# Notebook to analyse consumption 

## Conclusion

We have identified 3 main issues:

1. **Some cars have no consumption data**
- BMW: Missing data from the provider — nothing can be done, but we can’t explain it since the car has recorded trips.
- Renault: The issue comes from the computation of `ODOMETER_DIFF`, which returns None or 0.
- Tesla: The pipeline did not run to completion for older Tesla data.
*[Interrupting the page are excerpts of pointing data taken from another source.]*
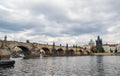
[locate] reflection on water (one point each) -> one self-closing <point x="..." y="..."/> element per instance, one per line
<point x="65" y="66"/>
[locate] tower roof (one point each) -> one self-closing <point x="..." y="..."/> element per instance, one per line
<point x="91" y="42"/>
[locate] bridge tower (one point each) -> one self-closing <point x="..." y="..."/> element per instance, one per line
<point x="99" y="45"/>
<point x="54" y="51"/>
<point x="67" y="51"/>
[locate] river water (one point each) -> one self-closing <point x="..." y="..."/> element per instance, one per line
<point x="65" y="66"/>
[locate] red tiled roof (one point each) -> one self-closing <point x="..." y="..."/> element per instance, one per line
<point x="110" y="44"/>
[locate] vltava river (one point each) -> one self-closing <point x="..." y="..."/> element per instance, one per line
<point x="65" y="66"/>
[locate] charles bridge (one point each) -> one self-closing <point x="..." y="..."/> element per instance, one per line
<point x="34" y="49"/>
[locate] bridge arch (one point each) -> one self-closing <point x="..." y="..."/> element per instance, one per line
<point x="81" y="52"/>
<point x="71" y="52"/>
<point x="46" y="50"/>
<point x="60" y="52"/>
<point x="23" y="50"/>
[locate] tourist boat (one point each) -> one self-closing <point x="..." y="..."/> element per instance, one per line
<point x="7" y="63"/>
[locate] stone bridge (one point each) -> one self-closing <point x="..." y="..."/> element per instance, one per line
<point x="33" y="49"/>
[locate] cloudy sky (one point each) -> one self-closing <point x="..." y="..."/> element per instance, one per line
<point x="61" y="21"/>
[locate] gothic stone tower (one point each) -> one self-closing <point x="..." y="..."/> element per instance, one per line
<point x="99" y="45"/>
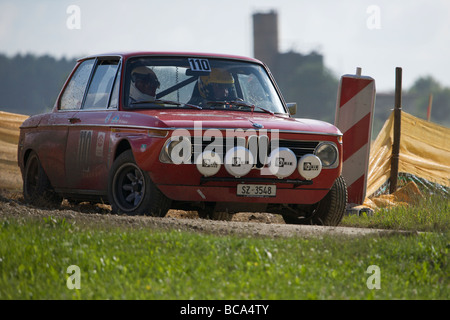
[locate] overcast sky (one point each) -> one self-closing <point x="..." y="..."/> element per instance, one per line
<point x="376" y="35"/>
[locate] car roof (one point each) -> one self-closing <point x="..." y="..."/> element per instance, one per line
<point x="126" y="55"/>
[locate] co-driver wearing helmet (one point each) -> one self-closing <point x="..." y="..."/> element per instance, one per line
<point x="144" y="83"/>
<point x="217" y="86"/>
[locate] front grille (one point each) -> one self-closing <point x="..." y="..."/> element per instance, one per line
<point x="300" y="148"/>
<point x="221" y="146"/>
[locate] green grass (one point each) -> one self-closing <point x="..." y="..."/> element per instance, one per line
<point x="124" y="263"/>
<point x="431" y="214"/>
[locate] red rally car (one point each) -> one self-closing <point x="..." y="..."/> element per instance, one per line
<point x="150" y="131"/>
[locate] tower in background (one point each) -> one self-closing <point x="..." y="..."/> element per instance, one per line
<point x="265" y="37"/>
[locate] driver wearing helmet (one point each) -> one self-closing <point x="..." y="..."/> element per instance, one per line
<point x="144" y="83"/>
<point x="217" y="86"/>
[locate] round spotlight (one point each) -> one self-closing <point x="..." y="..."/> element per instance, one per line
<point x="238" y="161"/>
<point x="179" y="149"/>
<point x="282" y="162"/>
<point x="309" y="166"/>
<point x="208" y="163"/>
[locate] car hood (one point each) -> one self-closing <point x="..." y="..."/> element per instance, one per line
<point x="191" y="119"/>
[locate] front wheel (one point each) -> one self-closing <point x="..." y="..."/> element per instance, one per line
<point x="37" y="189"/>
<point x="328" y="212"/>
<point x="131" y="191"/>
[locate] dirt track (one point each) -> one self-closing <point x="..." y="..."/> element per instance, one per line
<point x="251" y="224"/>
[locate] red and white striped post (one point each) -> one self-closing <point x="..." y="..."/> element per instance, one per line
<point x="354" y="110"/>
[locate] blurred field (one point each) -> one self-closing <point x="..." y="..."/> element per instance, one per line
<point x="10" y="177"/>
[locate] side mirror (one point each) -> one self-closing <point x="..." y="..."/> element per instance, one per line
<point x="292" y="107"/>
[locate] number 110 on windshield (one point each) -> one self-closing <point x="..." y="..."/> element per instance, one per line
<point x="199" y="64"/>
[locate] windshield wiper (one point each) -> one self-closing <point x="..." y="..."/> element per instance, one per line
<point x="161" y="101"/>
<point x="241" y="104"/>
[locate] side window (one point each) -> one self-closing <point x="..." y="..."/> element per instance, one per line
<point x="101" y="85"/>
<point x="72" y="96"/>
<point x="114" y="102"/>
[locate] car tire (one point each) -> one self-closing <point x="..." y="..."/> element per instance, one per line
<point x="37" y="189"/>
<point x="327" y="212"/>
<point x="132" y="192"/>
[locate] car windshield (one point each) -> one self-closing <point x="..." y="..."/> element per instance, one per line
<point x="200" y="83"/>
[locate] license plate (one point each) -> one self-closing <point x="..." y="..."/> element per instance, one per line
<point x="256" y="190"/>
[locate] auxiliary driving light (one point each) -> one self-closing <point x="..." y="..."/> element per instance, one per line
<point x="282" y="162"/>
<point x="309" y="166"/>
<point x="208" y="163"/>
<point x="238" y="161"/>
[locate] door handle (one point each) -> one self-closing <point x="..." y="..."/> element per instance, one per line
<point x="74" y="120"/>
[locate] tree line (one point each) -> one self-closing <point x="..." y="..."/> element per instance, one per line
<point x="30" y="84"/>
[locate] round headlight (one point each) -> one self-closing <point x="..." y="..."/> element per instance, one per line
<point x="327" y="153"/>
<point x="178" y="149"/>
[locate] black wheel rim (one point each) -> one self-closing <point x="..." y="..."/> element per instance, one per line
<point x="129" y="187"/>
<point x="32" y="177"/>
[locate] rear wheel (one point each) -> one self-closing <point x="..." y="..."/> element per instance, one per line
<point x="36" y="185"/>
<point x="131" y="191"/>
<point x="328" y="212"/>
2. **Some consumption values are negative**

- Negative consumption values are due to negative `ODOMETER_DIFF` computations. We need to investigate why the odometer becomes negative during the transform/processed_phases.

3. **Some consumption values are too high**

- Excessively high consumption values occur due to two main reasons:

    - Low odometer values during a discharge phase caused by missing data (e.g., Renault).
    - Incorrect SoC points taken from another potential phase with a lower odometer due to data gaps.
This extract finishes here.